The Internet of Things (IoT) is getting a lot of attention these days. There are some eye popping reasons for that – billions and trillions of them. The first is how many devices are going to be connected – 50 billion of them according to Cisco and Ericsson. The second number is the size of the economic activity generated – as much as $11.1 trillion by 2025 in an analysis from the McKinsey Global Institute.
OK, now that I’ve got your attention, what does this mean? Let’s focus on something a lot nearer and more concrete – the building you’re sitting in and perhaps responsible for.
According to McKinsey Global, the IoT economic impact on factories, retail settings, work sites, offices and homes could total as much as $6.3 trillion by 2025. Some of that will be in the form of sensors and other hardware that goes into buildings. Some of it will be building software management services. Some of it will be because people are more productive and buildings more efficient.
One thing IoT will do is make these structures smarter. Think of it as today’s building management system, a BMS, made more intelligent and more powerful. Some of those billions and billions of connected devices in the IoT will show up as advanced sensors and meters in
- Networked lighting
- Heating, ventilation and air conditioning (HVAC)
- Security and access control, and
- Electric meters
But beyond the building itself, there will also be data available from weather monitors and financial information – like the price of electricity, other utilities, and even commodities. That data can factor into how buildings are managed.

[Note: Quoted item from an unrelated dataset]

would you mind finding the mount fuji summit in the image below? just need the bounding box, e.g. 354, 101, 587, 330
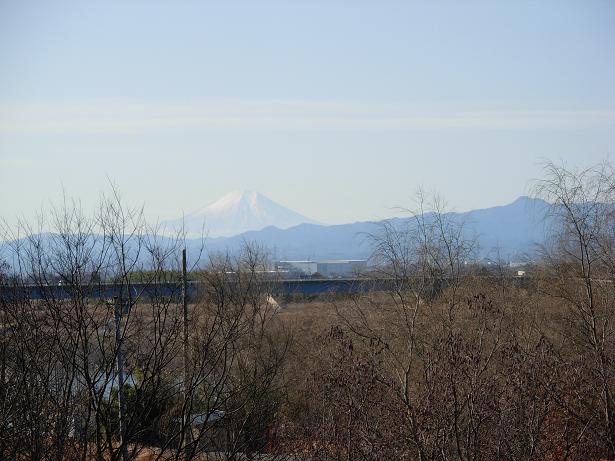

So buildings will be more intelligent and systems will be able to make adjustments on-the-fly. Empty office because somebody’s out on assignment or leave? Don’t heat or cool it then and put the temperature into deep setback,saving energy. And make sure the lights stay off.
Such steps can reduce the waste that today represents about a third of the energy used in commercial buildings. As a bonus, more comfortable workers are more productive.
That’s good news about buildings and IoT.
Now for something else you to consider. According to the 2016 Navigant Research report, “Data Integration for Intelligent Buildings,” one impact of the IoT is that people are going to expect things – like buildings – to be smart. They’re going to demand “data-driven solutions that improve energy and operational efficiencies, facility planning, preventative maintenance, fault detection, occupant comfort, and safety in buildings.”
But this requires more than sensors. You need data integration. That’s a challenge: equipment, sensors and building automation systems may come from different vendors. The data may be in various formats, with different naming conventions and syntaxes. As a result, gathering, processing and analyzing the information may not be easy.
Two drivers will make this data integration happen despite these difficulties. The first is that utilities are expanding energy demand response programs. These may offer energy pricing that varies based on the time of day. Or they may require that non-essential users cut their energy consumption during periods of high demand. A second driver are mandates for increased energy efficiency. Again being able to adjust consumption as needed is important.
Responding to either of these requires collecting and reacting to information, often lots of it and sometimes very quickly. Consequently, there’ll be a strong incentive to harness the power of IoT.
So, the arrival of IoT means that the old way of doing things won’t work. BMS will have to evolve.